Investigation into crash:
The report said that the plane had enough fuel to fly for two hours and 34 minutes, while its total flying time was recorded at one hour and 33 minutes. Pakistani investigators are trying to find out if the crash is attributable to a pilot error or a technical glitch.
According to a report prepared by the country's Civil Aviation Authority (CAA), the plane's engines had scraped the runway thrice on the pilot's first attempt to land, causing friction and sparks recorded by the experts.
When the aircraft scraped the ground on the first failed attempt at landing, the engine's oil tank and fuel pump may have been damaged and started to leak, preventing the pilot from achieving the required thrust and speed to raise the aircraft to safety, the report said. The pilot made a decision "on his own" to undertake a "go-around" after he failed to land the first time. It was only during the go-around that the ATC was informed that landing gear was not deploying, it said.
"The pilot was directed by the air traffic controller to take the aircraft to 3,000 feet, but he managed only 1,800 feet. When the cockpit was reminded to go for the 3,000 feet level, the first officer said 'we are trying'," the report said. Soon afterward, the pilot reported loss of both engines and said he was "proceeding direct" meaning that he was going for a crash landing, Dawn newspaper reported.
Pilot's interaction with ATC:
Though the controller cleared the PIA flight to land with both runways (25L and 25R) available, the pilot could be heard giving distress signal "May Day, May Day, May Day".
Experts said the failure to achieve the directed height indicates that the engines were not responding. The aircraft, thereafter, tilted and crashed suddenly.
The flight crashed at the Jinnah Garden area near Model Colony in Malir on Friday afternoon, minutes before its landing in Karachi's Jinnah International Airport. Eleven people on the ground were injured.
"My pilots were qualified, their checks and balances, and medical tests were complete. My cabin crew was also qualified and my plane's inspection was also complete," CEO of PIA Air Marshal Arshad Malik said soon after the crash.
The probe team, headed by Air Commodore Muhammad Usman Ghani, President of the Aircraft Accident and Investigation Board, is expected to submit a full report in about three months.
According to the PIA's engineering and maintenance department, the last check of the plane was done on March 21 this year and it had flown from Muscat to Lahore a day before the crash.
The investigators would have to see what caused both engines to stop working.

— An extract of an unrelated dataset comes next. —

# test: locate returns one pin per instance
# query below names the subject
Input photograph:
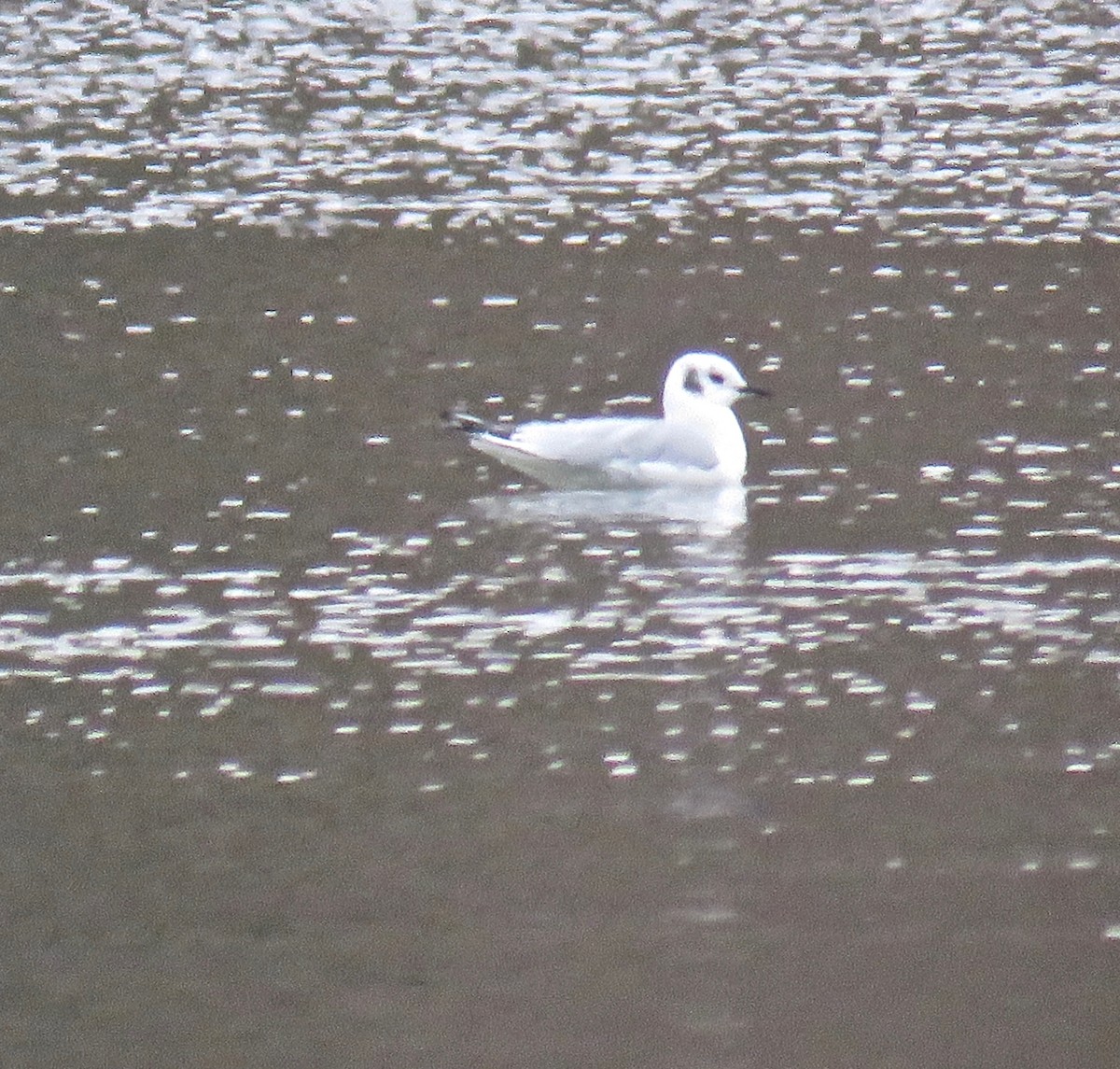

It could be a bird hit or the pilot accidentally shutting off the wrong engine. It is rare for both engines to shut down simultaneously, the Dawn report noted.
Pakistan Airlines' Pilots Association statement:
Meanwhile, representatives of pilots' association and aviation experts have expressed concern over the handling of the investigation into the crash of the PIA aircraft by the air force-dominated probe team appointed by the government.
Pakistan Airlines' Pilots Association (PALPA) Secretary Capt Imran Narejo, while talking to Dawn newspaper, said the "investigation team was not balanced", because it lacked the representation of commercial pilots. Commercial pilots better understood the accidents involving commercial jetliners, he explained.
The government appointed a four-member investigation team comprising three officials of the Aircraft Accident Investigation Board, two of whom are Air Force officers, and the fourth member has been co-opted from Pakistan Air Force's safety board. There is no commercial pilot in the team, which has been asked to submit its findings "within the shortest possible time". Another PALPA official, who did not want to be named, said it was crucial for any incident investigation to include a "rated pilot" for the type of aircraft (Airbus A-320) involved in the accident.
In the wake of the COVID-19 pandemic, the Pakistan government had allowed the limited domestic flight operations from five major airports - Islamabad, Karachi, Lahore, Peshawar and Quetta - from May 16.
After the plane tragedy, the PIA has called off its domestic operations.